Sonraki yıllarda da ekonomi ne zaman hız kesse, istihdamda ne zaman sorun hissedilse özellikle kamu bankaları öncülüğünde kredinin bollaştığı, bollaştırıldığı dönemler yaşandı. Ancak verimliliği artmayan, yapısal sorunları birikerek çoğalan, temel göstergelerinde kırılganlıkları artan bir ekonominin sürekli kredi enjekte edilerek ayakta tutulması mümkün değildi.
Şimşek bu şartlarda görevi devraldığında ondan beklenen, bizzat kendisinin de ifade ettiği gibi ekonomide ve kredilerde rasyonel politikalara dönülmesiydi.
Ancak yeni ekonomi yönetiminin de para politikası araçlarını etkin biçimde kullanamayacağı kısa sürede görüldü. Hem Şimşek hem Merkez Bankası yönetimi, bu nedenle politika faizi dışındaki araçların (maliye önlemleri, makro ihtiyati önlemler vb.) başat rol oynayacağını ifade ettiler.
Ancak yaşanan kur şoku ve enflasyondaki hızlı bozulma işleri daha da zorlaştırdı. Ekonomi yönetiminin frene basması gerekiyordu. Bunu vergi artışları ve makro ihtiyati tedbirlerle kredileri yavaşlatarak yapmaya başladılar. Öncelikli hedef ise dış kaynak temini yoluyla kur baskısını hafifletmek ve olası risklerin önüne geçmekti. Fakat bunun da kısa sürede ve istenen etkiyle gerçekleşmeyeceği görüldü.
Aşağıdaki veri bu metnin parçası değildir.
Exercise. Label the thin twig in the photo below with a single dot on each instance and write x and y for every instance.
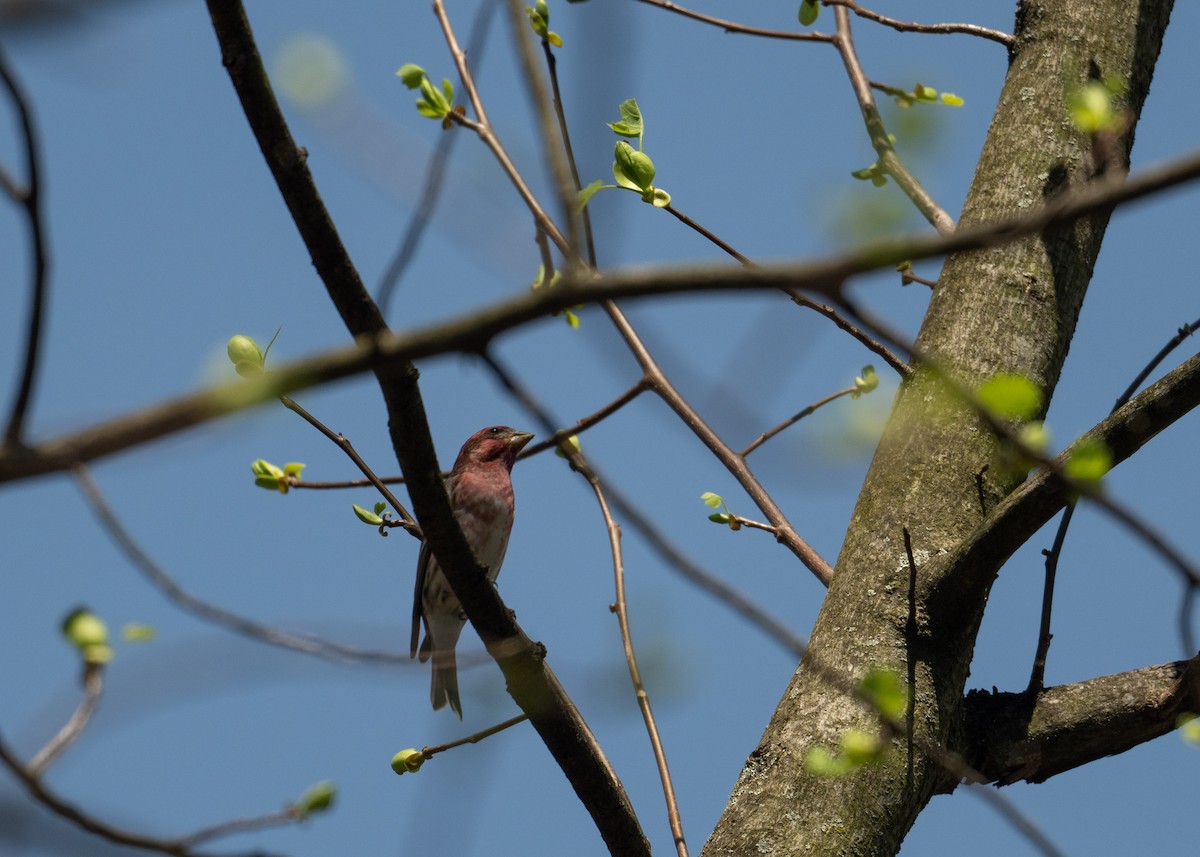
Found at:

Bu sürecin doğal sonucu ticari kredilerin durdurulması, ticari kredi faizlerinin son beş yılın zirvesine çıkması oldu. Piyasada nakit akışlarında sorunlar yaşandığı, çek ve vadeli ödemelerde aksaklıklar gözlendiği çokça konuşulur oldu.
Ticari hayat yavaşlayınca reel sektörün temsilcileri feryat etmeye başladı. Mehmet Şimşek’in reel sektör temsilcileriyle yaptığı bir toplantıda “Şikayetlerinizi bize iletin” dediği biliniyor. Ama bilinen bir başka şey, şikayetlerin daha üst makamlara, yani Cumhurbaşkanı Yardımcısı Cevdet Yılmaz’a ve nihayet Cumhurbaşkanı Erdoğan’a iletildiğiydi.
Mehmet Şimşek işte bu ortamda önceki gün “Özel bankaların sadece tüketici kredilerine odaklandığı dönem artık geride kalmalı. Artık reel sektörü desteklemek esas vazifemizdir” dedi. Bu sözler reel sektörün şikayetlerinin etkili olduğunu ve Şimşek’e “gerekli” uyarının gitmiş olabileceğini düşündürüyor.
Kulislere yansıyan bilgilere göre Şimşek, Erdoğan’ın büyüme ve istihdam hedefleri açısından kredi ve finansman konularına verdiği önemin farkında. Hatta başlangıçta Cumhurbaşkanı’na seçici kredi politikası uygulayacağını söylediği ve onay da aldığı konuşuluyor.
Nedir bu seçici kredi politikaları? Yatırım, üretim ve ihracata yönelik faaliyetlerin finanse edilmesine öncelik verilmesi, kredilerin makro dengeleri destekleyecek ekonomik girişim ve faaliyetler için kullanılması…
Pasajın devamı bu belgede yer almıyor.